How to get sound financial advice
As per the opinions of the interviewed experts, obtaining personalized and reliable financial advice doesn’t have to be a daunting task, and social media can be a useful source of information. The experts suggest that many certified financial planners and advisors cater to clients across different income brackets and can be a reliable reference to validate any financial advice from social media influencers. Additionally, some financial firms offer free consultations and do not impose minimum charges. At the same time, other advisors may work with clients on a limited or subscription basis, according to Tate and Sholin. Moreover, your bank might offer certain free or low-cost services that could also be beneficial.

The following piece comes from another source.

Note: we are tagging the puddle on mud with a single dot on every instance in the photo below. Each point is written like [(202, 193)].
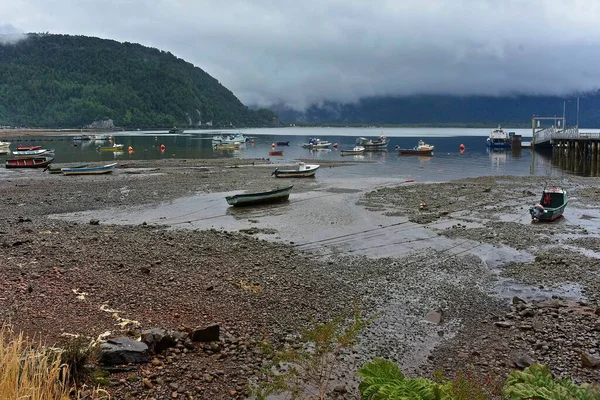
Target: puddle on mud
[(507, 289)]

Financial advisors, certified financial planners, and Accredited Asset Management Specialists (AAMS) – another category of accredited financial professionals – leverage their clients’ unique interests to create customized plans. According to Dana Palma, a financial advisor at Edward Jones and board member of the Association of African-American Financial Advisors, accredited professionals consider a client’s personal aspirations, interests, and risk tolerance while devising a plan. Palma suggests searching for advisors through reputable firms’ websites and organizations specializing in individuals with specific credentials.
Additionally, there are a variety of valuable online resources that individuals can use to research investments and evaluate the credibility of financial advisors. One such resource is the Financial Industry Regulatory Authority’s (FINRA) BrokerCheck tool, which allows consumers to verify whether a financial professional is registered, licensed, and has any disclosures or settlements. As Leahy advises, it is essential to exercise caution when receiving investment advice from unregistered or unaffiliated sources.
Moreover, federal and state government websites offer resources and educational tools to help individuals make informed investment decisions. In a Twitter video, SEC chairperson Gary Gensler cautioned against relying on advice from celebrities, influencers, and entertainers and instead encouraged consumers to utilize the agency’s EDGAR database to research a company’s financial health and recent filings before investing. The federal government provides a range of online resources for investors, and some states also offer their resources, such as the Department of Financial Protection and Innovation in California.